Г ости ожили, зашевелились, лениво потягиваясь, разминая спины и ноги от долгого сидения в неудобных позах, вошли в кабинет и так же небрежно – полукругом – расселись на стульях. Я, по-хозяйски – как тут душно! – будто бы только проветрить, настежь открыл окна. На самом деле подготовил пути к срочной эвакуации. Но тут же отмёл эту возможность, Валентина Ивановна в заложницах тогда останется, проём явно не для неё, да и скорость… Значит – дверь. Но дверь тоже недоступна – она за их спинами. Гости, рассевшись, почти всё пространство собой заполнили, перегородив и выход. Какой маленький кабинетик, машинально отметил я, а в нём, вроде, половина села раньше умещалась, а тут – всего пять человек. Пять!.. Значит, кто-то и девушка остались в машинах. Почему?

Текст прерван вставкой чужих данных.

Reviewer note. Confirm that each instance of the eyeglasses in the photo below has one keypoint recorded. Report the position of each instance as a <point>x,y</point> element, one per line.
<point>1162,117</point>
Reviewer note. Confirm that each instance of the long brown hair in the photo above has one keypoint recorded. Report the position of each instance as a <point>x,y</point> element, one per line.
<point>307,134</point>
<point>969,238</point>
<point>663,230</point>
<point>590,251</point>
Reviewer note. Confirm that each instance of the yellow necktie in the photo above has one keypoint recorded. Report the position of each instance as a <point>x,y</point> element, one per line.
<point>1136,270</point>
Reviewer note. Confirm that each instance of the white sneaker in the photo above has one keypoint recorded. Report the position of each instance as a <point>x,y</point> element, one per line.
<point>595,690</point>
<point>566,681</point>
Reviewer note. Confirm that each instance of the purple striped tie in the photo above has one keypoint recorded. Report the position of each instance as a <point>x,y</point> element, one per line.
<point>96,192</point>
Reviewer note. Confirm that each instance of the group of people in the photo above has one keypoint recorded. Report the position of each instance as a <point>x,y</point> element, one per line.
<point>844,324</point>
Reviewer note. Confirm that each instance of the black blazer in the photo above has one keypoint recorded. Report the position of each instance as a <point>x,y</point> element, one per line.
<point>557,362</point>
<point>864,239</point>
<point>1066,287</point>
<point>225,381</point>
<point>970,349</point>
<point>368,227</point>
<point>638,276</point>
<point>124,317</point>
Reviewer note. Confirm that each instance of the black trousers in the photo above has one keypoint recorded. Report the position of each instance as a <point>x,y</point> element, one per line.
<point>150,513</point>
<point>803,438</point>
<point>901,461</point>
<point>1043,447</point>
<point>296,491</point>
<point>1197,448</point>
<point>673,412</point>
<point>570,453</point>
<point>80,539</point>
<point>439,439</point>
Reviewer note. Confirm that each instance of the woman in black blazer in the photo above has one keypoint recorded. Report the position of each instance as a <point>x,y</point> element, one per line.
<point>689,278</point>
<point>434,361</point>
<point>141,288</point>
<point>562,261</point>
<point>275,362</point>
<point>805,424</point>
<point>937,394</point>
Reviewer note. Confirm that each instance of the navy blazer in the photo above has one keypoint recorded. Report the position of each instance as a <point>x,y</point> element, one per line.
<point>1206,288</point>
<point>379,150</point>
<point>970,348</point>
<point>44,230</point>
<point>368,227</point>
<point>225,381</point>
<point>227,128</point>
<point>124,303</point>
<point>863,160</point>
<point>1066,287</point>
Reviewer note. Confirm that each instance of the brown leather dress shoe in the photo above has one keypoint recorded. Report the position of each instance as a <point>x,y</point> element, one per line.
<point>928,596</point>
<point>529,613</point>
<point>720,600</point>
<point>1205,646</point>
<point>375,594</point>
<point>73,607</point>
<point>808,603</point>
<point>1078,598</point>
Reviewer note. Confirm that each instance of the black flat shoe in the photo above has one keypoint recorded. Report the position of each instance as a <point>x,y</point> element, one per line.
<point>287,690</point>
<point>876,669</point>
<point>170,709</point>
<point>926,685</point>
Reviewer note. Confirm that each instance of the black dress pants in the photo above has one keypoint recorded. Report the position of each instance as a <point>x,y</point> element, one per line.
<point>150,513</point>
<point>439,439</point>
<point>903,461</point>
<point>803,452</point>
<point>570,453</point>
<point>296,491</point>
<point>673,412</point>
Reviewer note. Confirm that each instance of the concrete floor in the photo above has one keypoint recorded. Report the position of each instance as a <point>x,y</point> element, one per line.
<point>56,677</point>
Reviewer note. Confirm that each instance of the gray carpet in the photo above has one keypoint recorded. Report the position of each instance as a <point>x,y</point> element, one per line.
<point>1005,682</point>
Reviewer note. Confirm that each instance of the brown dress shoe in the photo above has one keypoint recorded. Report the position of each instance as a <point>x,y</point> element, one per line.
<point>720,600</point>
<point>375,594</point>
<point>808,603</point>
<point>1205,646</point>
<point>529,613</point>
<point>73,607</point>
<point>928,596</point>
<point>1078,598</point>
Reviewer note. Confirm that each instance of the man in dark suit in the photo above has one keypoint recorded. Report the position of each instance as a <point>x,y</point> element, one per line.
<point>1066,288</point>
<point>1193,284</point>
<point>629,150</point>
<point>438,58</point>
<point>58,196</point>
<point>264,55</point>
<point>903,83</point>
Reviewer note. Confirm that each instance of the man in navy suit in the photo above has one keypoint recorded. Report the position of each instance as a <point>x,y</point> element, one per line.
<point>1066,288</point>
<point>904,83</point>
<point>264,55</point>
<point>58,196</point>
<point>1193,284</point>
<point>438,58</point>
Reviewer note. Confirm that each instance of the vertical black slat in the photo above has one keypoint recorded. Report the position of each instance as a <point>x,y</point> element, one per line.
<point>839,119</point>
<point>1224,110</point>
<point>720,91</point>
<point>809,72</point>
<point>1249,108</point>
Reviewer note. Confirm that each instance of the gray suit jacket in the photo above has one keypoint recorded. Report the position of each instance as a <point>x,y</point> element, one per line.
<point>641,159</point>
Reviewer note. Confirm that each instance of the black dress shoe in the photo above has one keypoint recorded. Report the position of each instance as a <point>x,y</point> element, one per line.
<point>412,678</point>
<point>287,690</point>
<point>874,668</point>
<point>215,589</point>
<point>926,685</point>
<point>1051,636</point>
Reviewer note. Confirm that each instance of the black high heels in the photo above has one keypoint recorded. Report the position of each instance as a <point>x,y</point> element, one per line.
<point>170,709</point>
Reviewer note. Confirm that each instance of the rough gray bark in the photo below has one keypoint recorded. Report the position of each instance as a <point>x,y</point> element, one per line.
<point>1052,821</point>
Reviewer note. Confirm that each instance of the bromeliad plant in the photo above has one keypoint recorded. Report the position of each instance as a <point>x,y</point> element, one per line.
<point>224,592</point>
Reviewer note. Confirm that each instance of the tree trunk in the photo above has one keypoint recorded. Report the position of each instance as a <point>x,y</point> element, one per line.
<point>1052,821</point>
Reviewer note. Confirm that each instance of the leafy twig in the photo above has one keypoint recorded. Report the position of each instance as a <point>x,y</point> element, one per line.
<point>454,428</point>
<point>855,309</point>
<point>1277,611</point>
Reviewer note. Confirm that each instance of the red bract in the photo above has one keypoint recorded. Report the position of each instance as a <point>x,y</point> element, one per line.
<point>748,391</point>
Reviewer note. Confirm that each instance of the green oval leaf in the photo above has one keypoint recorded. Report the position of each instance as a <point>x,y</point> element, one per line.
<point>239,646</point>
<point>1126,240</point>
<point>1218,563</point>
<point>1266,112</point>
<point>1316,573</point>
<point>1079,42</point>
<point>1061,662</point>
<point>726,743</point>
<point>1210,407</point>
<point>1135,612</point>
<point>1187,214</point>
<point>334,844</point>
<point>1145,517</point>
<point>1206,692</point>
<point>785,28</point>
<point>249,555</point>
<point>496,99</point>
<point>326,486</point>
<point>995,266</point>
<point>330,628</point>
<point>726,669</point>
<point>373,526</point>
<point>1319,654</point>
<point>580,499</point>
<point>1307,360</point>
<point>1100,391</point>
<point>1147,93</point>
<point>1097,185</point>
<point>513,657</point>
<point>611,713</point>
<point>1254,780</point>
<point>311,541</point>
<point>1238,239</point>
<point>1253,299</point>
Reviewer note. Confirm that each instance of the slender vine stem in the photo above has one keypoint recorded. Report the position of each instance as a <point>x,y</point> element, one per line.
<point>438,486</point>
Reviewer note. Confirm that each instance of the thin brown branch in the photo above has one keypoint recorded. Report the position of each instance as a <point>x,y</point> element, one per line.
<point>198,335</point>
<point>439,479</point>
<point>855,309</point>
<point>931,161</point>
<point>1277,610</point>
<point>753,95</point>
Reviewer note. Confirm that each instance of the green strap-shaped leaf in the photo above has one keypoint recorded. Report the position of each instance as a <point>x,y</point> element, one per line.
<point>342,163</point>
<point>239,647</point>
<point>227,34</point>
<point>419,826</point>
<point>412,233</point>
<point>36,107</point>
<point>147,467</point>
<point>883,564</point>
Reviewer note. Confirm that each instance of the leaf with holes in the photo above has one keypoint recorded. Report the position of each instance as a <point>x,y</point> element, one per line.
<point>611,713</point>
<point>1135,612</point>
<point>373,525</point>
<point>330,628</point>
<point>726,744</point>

Охранять, что ли… Ладно, сейчас это не важно.
На лицах гостей смесь высокомерия, ухмылки, превосходства, чуть-чуть любопытства, столько же угрозы, и сильная доза запрограммированной уверенности в результате своего визита. Этакий парализующий коктейль. «Привет мафии», называется. Что это именно они пожаловали, мне было понятно. С преувеличенным интересом оглядывая рабочее пространство, меня и Валентину Ивановну, не скрывая скептических улыбок к нам и спартанскому, мягко сказать, убранству кабинета, они переглядывались.